By Sammi Dorfan (’18)

It’s currently the middle of winter and as our friends in the East shovel snow from driveways and seek refuge from the cyclone outside, we’ve been basking in temperatures typical of a day in mid-July. When it comes to the answers to this climatic conundrum, students seem to be as confused as the weather is. But there is one thing that they know for sure: this is not what they signed up for.

Not only can conditions like these during this time of year put a damper on winter wardrobe expansion, they can also have some more serious effects. Jesse Gan (‘21) says, “When it gets really hot, windy and dry outside, I get asthma attacks at night.” The hot Santa Ana winds that blow through San Diego, contaminate the air with dust which could be responsible both for Gan’s attacks and the allergies that Vivienne Blackburn (‘19) has been experiencing. Blackburn is annoyed that she “keeps sneezing every 5 minutes” and attributes it not to this year’s viscous strain of flu but rather to the volatile environmental conditions.

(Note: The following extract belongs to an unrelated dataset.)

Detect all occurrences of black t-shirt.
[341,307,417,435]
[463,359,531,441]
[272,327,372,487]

Unseasonable warmth isn’t the only abnormality that students have noticed. Maya Schuster (‘18) describes, “It switches from super cold in the morning to super hot in the day or it will be really hot one day and really cold the next.” Blackburn (‘19) is annoyed by this indecisiveness and contends, “It’s winter, the weather should be staying in one place.”

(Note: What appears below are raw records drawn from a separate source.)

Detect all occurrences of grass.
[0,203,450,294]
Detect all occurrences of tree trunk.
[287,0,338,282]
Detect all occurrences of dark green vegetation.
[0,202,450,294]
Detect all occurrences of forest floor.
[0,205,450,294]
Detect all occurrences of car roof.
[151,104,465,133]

Schuster, Blackburn, and numerous others have also become accustomed to the thick fog that was responsible for the delay and cancellation of many flights coming into and out of San Diego. Daniela Sutton (‘20) claims, “It [the fog] got so extreme, I had to turn around and go back home because I couldn’t drive in it.” Students should be prepared to have their surroundings become eerie once again because more fog is expected over the coming weeks.

Sutton (‘20) took a very theological approach when asked to explain these weather anomalies: “I’m guessing it’s been cold for a long time so God wants it to be hot now.” Mia Hansen (‘20), on the other hand, took a more scientific approach: “Isn’t it the equator…something with that? Because like global warming and the earth is changing and stuff.”

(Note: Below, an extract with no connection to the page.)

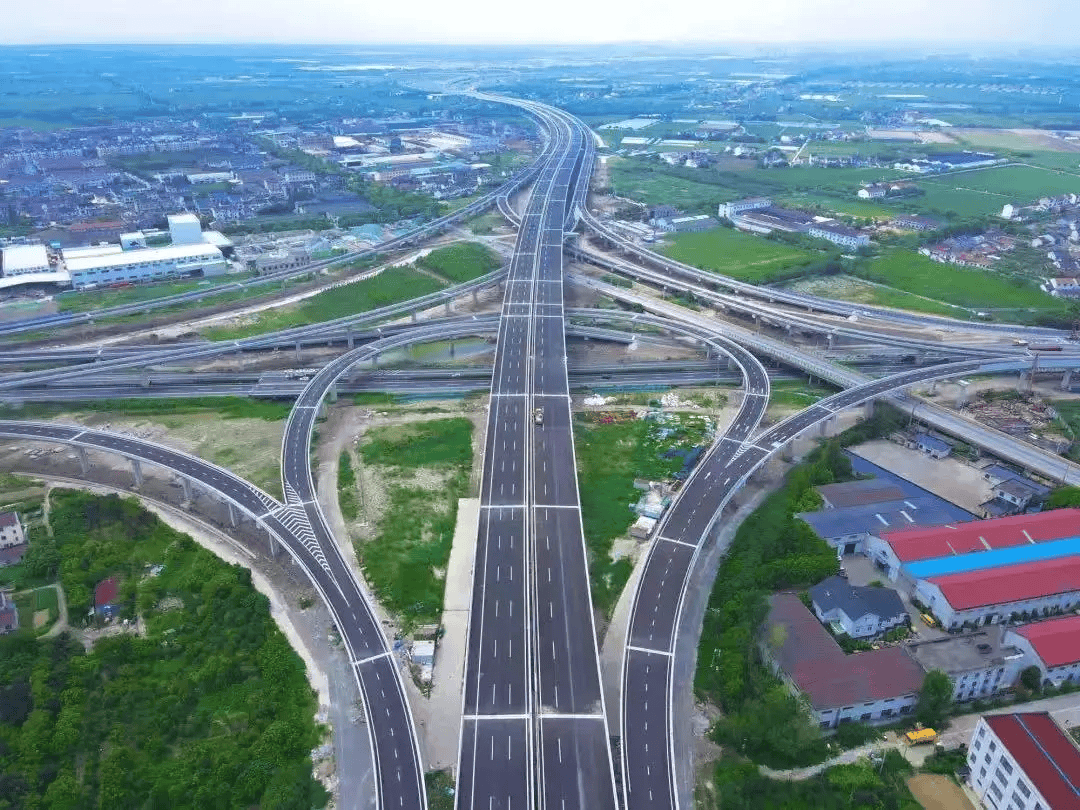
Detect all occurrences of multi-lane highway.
[457,91,616,810]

Among the remaining interviewed students, science seems to be the prevailing justifier. Jesse Gan (‘21) says, “I think that there’s a lot of things that we’re doing to the earth that we don’t know the consequences of yet.” Gan is correct, and these weather patterns are just some of the consequences of our actions. Schuster (‘18) continues, “A lot of people say humans have had no affect on the weather but then you look at all the carbon emissions and everything that goes into the atmosphere and all the scientific results, it makes sense.”

If humans continue with the destructive exploitation of resources, we might need to become accustomed to volatile weather conditions and become less reliant on our expectations for the seasons because as Jonathan Bielaz (‘18) says, “it’s going to happen next winter and the next winter and the next few decades of winters.”